Now we can see the relationship between income and the marital status of a person using a boxplot.
sns.boxplot(x='marriage_status', y='income', data=inconsistent_data)
plt.title('Income Distribution by Marriage Status')
plt.xlabel('Marriage Status')
plt.ylabel('Income')
plt.tight_layout()
plt.show()
Output:

Step 9: Encoding Categorical Data
Certain learning algorithms like regression and neural networks require their input to be numbers. Hence categorical data must be converted to numbers to use these algorithms. Let us see some encoding methods.
1. Label Encoding
With label encoding we can number the categories from 0 to num_categories - 1. Let us apply label encoding on the blood type feature.
le = LabelEncoder()
without_bogus_records['blood_type_encoded'] = le.fit_transform(without_bogus_records['blood_type'])
without_bogus_records[['blood_type', 'blood_type_encoded']].drop_duplicates()
Output:
2. One-hot Encoding in Python
There are certain limitations of label encoding that are taken care of by one-hot encoding. Some of them are:
- Creates a false order: It gives numbers like 0, 1, 2 to categories which may make models think one category is bigger or better than the other.
- Misleads models: Algorithms like linear regression or decision trees might assume there's a ranking which can reduce accuracy.
- Problem with distance-based models: In models like KNN or K-Means, the numeric labels can wrongly influence distance calculations.
- Bias in training: Some models may give more importance to higher label values, even if all categories are equal.
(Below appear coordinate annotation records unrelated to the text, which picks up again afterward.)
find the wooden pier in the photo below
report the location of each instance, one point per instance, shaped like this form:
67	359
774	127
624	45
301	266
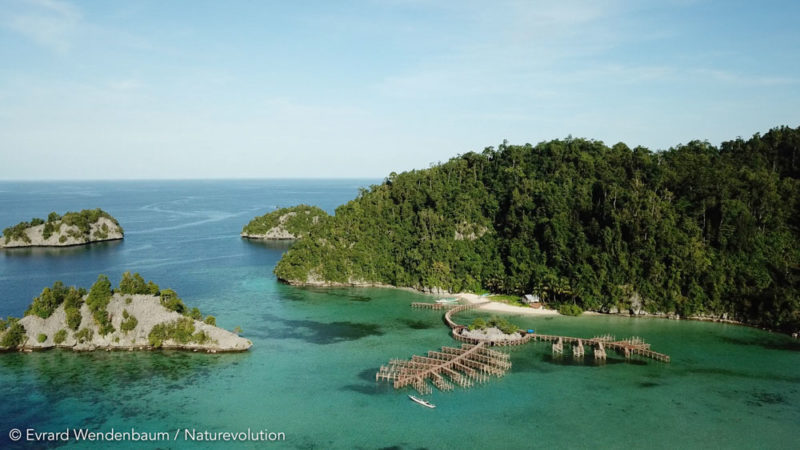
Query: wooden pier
628	347
461	366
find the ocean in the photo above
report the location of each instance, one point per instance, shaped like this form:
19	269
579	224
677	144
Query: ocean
310	374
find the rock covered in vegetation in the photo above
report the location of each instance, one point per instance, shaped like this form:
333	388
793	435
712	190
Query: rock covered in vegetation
137	315
73	228
285	223
695	229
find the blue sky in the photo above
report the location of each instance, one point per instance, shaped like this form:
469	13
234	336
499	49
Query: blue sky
194	89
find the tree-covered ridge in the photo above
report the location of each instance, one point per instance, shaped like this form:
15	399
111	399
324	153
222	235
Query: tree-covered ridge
98	296
285	223
78	227
693	230
136	314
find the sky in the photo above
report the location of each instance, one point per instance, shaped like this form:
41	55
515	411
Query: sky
260	89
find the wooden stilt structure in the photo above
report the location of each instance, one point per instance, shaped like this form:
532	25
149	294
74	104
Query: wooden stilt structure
461	366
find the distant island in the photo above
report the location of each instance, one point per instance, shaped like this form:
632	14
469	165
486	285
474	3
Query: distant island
284	223
695	231
73	228
138	315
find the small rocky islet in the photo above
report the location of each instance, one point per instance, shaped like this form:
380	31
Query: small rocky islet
137	315
284	223
73	228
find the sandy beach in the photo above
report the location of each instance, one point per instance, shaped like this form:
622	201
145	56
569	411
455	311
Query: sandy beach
504	307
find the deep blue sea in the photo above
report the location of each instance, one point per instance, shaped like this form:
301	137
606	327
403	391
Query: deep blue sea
310	373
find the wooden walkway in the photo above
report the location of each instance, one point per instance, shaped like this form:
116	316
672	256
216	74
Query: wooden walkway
628	347
423	305
462	366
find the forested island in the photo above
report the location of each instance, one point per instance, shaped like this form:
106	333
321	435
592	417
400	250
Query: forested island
695	231
73	228
137	315
284	223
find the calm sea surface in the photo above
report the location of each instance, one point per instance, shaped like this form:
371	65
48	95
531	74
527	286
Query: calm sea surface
310	373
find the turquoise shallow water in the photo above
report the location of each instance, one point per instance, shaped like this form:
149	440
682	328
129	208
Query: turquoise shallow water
310	373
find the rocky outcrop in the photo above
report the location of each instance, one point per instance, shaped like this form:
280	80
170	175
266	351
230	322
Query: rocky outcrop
62	233
284	224
278	232
133	317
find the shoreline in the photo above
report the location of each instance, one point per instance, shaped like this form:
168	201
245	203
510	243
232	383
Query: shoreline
264	238
4	247
510	309
118	348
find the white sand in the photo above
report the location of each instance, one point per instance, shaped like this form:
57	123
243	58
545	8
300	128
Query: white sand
504	307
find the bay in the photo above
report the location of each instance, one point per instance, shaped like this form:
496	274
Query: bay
310	373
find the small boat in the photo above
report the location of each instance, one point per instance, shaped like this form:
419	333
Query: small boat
422	402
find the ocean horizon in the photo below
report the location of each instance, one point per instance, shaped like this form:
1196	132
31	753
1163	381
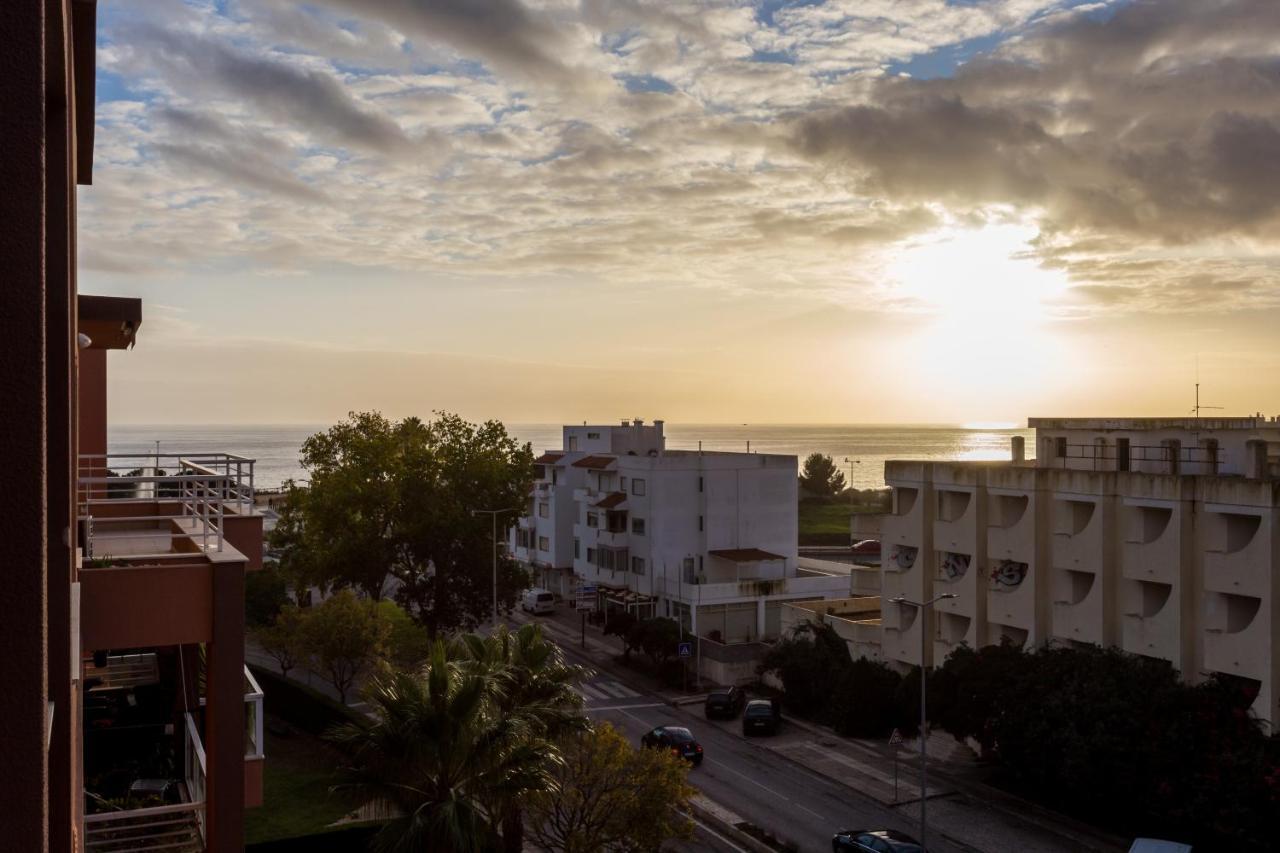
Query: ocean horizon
865	446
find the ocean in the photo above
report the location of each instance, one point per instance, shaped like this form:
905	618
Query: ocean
275	447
- Not suitable for nominal data: Label encoding is not a good choice when categories have no natural order, like colors or city names.
inconsistent_data = pd.get_dummies(inconsistent_data, columns=['marriage_status'])
inconsistent_data.head()
Output:

3. Ordinal Encoding in Python
Categorical data can be ordinal where the order is of importance. For such features, we want to preserve the order after encoding as well. We will perform ordinal encoding on income groups. We want to preserve the order as 40K-75K < 75K-100K < 100K-125K < 125K-150K < 150K+
custom_map = {
'40k-75k': 1,
'75k-100k': 2,
'100k-125k': 3,
'125k-150k': 4,
'150k+': 5
}
remapping_data['income_groups_encoded'] = remapping_data['income_groups'].map(custom_map)
remapping_data[['income', 'income_groups', 'income_groups_encoded']].head()
Output:
With these techniques we can prepare categorical data for meaningful analysis and effective machine learning models.